TL;DR
- Nvidia stock drops 11% in premarket trading amid competition from Chinese AI startup DeepSeek.
- DeepSeek is successfully releasing open-sourced AI models at lower costs, challenging U.S. products.
- The competition raises concerns about reduced demand for Nvidia's chips as DeepSeek scales its capabilities.
Nvidia stock is nosediving in premarket trading on Monday, down 11% at the time of writing at $126.84.
The stock’s fall comes amid the rise of DeepSeek as a challenger to U.S. generative AI products.
The Chinese generative AI startup is releasing open-sourced AI models at a substantially-reduced cost and still manage to rival the benchmark of top models built in the United States, including the OpenAI o1.
DeepSeek is said to be utilizing Nvidia H800 chips — the expectedly-muted versions of the H100 for training the models and in a much lesser quantity than the number of chips utilized by say, OpenAI.
The export of top-tier chips from U.S. and allied countries to China is heavily regulated and restricted.

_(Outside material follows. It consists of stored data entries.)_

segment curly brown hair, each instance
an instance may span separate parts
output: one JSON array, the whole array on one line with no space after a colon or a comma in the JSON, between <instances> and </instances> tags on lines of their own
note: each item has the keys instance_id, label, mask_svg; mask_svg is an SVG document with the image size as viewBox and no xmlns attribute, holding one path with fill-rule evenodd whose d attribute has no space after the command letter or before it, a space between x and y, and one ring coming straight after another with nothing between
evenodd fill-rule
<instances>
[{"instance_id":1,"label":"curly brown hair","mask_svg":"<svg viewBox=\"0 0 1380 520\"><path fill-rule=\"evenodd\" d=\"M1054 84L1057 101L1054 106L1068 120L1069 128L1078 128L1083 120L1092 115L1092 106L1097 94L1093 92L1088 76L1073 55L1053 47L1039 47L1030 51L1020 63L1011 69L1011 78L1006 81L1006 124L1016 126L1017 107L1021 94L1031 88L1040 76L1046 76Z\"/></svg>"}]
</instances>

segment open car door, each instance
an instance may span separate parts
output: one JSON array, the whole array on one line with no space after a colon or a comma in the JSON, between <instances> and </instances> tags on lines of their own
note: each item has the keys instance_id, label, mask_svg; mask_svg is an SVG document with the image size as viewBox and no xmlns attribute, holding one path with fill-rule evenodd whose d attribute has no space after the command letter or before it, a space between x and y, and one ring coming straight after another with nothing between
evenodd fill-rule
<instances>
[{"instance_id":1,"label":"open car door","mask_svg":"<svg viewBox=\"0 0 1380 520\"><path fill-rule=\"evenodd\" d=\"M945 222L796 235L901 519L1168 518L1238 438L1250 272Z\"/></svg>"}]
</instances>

Yet despite this, DeepSeek’s massive success in building out top models presents a niggle to Nvidia.
The Jensen Huang-led company has been seeing its stock boom — up roughly 900% since the launch of ChatGPT — on the premise that it would among the biggest beneficiaries of the AI boom, with its GPUs being in humongous demand that just can’t simply be met.
The fear after the massive success of DeepSeek and its R1 thinking model on a shoestring budget (comparing as far as AI models go) is that Nvidia could see the demand for its chips lessen if the Chinese company’s handbook could be replicated.